SUCCESS: Sonia Edwards' brand Cwtchy Cwtchy make the 'Veggings' which will now be able to use the name from the challenge from Jeggings manufacturer Sanko (Photo:formal dress shops)

A NEWPORT designer has claimed a huge victory in the world of fashion following a legal battle over the naming rights of her own designs.

Sonia Edwards, 44, has created ‘Veggings’ – a figure-hugging trouser design which incorporates the shaped of a V in the waistband.

She is the owner of Cwtchy Cwtchy, but she found herself in court from the company behind Jeggings – the Turkish textile giant Sanko.

However, her case was heard before the Intellectual Property Office, with the decision running in favour of the Newport entrepreneur.
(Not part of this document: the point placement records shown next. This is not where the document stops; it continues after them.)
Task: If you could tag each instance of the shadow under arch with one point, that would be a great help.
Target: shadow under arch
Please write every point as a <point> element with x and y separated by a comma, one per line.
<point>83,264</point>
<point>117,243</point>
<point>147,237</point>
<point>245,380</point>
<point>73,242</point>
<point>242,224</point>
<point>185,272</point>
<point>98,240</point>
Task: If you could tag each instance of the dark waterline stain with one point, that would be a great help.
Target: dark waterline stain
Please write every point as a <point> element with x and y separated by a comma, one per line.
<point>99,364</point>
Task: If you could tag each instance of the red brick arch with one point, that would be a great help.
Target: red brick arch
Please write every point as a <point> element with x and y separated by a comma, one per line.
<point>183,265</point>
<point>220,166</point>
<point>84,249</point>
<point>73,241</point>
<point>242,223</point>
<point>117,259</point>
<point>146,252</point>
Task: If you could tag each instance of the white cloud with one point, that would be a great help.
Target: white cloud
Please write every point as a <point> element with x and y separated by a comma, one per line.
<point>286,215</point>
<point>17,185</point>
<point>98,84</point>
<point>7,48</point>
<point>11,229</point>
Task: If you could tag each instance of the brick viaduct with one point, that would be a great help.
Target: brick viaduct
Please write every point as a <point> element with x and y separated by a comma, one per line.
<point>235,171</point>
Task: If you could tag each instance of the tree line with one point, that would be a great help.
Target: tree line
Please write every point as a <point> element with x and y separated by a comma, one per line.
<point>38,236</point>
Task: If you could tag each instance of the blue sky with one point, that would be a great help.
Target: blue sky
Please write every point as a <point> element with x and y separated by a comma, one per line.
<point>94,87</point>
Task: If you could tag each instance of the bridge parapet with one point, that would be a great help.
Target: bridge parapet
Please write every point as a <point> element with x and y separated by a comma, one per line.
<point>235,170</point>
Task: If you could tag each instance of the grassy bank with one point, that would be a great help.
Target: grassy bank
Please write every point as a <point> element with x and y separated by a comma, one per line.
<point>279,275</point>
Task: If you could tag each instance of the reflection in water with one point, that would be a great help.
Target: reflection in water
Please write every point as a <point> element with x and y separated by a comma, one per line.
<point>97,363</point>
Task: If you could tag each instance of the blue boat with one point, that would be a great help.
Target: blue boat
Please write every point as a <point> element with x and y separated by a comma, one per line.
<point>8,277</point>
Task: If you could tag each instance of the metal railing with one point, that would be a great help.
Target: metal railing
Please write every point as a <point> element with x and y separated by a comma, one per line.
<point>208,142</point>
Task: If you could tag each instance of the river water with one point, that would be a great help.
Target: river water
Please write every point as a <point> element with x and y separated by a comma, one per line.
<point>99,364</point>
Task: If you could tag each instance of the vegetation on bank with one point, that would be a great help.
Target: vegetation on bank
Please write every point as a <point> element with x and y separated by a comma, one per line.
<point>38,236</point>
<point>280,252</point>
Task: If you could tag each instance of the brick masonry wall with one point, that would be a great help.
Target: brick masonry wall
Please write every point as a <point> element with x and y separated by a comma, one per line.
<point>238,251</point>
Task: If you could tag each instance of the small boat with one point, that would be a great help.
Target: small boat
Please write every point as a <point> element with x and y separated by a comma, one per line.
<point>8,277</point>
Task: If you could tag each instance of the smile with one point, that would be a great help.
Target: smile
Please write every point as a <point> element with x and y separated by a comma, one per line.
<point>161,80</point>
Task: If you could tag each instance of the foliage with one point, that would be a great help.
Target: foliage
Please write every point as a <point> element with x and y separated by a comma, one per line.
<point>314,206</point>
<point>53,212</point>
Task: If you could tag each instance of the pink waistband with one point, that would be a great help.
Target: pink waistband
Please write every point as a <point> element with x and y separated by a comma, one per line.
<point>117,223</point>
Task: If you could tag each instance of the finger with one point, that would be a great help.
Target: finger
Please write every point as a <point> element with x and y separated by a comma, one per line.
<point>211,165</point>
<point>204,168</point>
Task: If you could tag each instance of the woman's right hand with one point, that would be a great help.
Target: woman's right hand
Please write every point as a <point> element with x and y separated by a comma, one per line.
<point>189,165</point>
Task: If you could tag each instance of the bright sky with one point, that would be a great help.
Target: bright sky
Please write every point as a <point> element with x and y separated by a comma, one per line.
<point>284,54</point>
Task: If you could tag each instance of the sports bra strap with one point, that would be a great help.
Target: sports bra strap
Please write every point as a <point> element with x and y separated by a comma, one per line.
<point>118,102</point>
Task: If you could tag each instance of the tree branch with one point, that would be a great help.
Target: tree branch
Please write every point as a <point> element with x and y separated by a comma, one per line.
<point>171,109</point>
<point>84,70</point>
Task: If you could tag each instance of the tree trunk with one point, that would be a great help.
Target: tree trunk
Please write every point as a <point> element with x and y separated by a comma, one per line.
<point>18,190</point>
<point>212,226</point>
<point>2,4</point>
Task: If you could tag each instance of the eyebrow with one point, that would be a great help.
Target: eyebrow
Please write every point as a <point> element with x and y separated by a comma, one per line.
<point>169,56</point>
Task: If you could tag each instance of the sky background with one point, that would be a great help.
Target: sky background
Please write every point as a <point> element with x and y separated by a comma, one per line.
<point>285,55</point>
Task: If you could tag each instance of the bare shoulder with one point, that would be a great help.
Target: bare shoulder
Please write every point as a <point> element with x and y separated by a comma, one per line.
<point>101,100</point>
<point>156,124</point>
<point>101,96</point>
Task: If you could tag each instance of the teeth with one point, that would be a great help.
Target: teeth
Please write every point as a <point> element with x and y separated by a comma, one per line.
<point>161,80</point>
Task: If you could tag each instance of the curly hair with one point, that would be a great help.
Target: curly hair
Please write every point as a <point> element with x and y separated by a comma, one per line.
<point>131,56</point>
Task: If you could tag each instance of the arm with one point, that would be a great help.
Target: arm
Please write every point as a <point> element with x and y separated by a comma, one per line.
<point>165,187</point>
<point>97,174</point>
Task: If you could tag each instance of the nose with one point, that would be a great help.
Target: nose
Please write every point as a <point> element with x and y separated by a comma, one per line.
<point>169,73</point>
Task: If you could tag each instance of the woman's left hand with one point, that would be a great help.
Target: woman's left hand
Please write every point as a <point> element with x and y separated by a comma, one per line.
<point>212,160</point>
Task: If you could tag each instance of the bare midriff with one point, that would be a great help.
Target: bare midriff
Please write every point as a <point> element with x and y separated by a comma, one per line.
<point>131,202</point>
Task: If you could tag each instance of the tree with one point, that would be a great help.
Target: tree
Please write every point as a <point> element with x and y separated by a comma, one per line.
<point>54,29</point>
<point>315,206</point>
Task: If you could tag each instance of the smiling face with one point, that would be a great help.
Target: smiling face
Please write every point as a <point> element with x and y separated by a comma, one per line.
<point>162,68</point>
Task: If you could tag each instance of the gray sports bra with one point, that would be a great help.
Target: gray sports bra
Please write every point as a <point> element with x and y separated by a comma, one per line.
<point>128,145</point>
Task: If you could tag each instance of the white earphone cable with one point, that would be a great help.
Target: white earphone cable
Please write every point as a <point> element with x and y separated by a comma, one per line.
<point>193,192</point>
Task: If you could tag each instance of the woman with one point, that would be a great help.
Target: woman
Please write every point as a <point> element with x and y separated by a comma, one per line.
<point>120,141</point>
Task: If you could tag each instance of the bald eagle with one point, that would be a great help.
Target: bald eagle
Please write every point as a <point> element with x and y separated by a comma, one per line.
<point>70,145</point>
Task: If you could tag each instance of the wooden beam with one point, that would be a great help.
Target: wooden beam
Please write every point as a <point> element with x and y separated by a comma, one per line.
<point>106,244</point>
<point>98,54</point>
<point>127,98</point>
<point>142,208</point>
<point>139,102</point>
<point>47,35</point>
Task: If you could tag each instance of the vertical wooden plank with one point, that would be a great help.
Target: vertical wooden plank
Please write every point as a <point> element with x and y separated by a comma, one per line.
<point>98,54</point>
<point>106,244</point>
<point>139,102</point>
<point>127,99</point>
Mrs Edwards applied to register the mark of ‘Veggings’ in the UK in April 2014, and this application was accepted by the Trade Marks Journal the following month.

The Turkish clothing company lodged a complaint against the Newport designer’s mark, objecting on the basis that the two names were very similar.

Sanko, the original manufacturers of jeggings, produces more than 250 million metres of denim annually and distributes to around 60 countries worldwide.

Mrs Edwards claims the global company previously told her she could use the word Veggings - but only if she does not use denim, or fake denim, which the designer was unable to comprehend the reasons behind this request.

On Monday, August 22, it was announced by Mark Bryant, the principal hearing officer at the Intellectual Property Office, that Mrs Edwards would be able to use the term ‘Veggings’ for her product.

He said: “Whilst the marks are highly similar, there is one difference that is unlikely to go unnoticed by the consumer.

“As the opponent states in her written submissions, its mark is a compound word based on a combination of the word “jeans” and the word “leggings”. As a consequence, there is an allusion to 'jeans' whereas the applicant's mark has no such allusion to “jeans”.

“The absence of this concept will play a part in differentiating the marks in the minds of the consumer.

“I note that the origin of the applicant’s mark is that the letter “V” at the start of the mark alludes to the shape of the waist of the goods, but it is not clear to me that such an allusion will be apparent to the average UK consumer without first being educated through use.”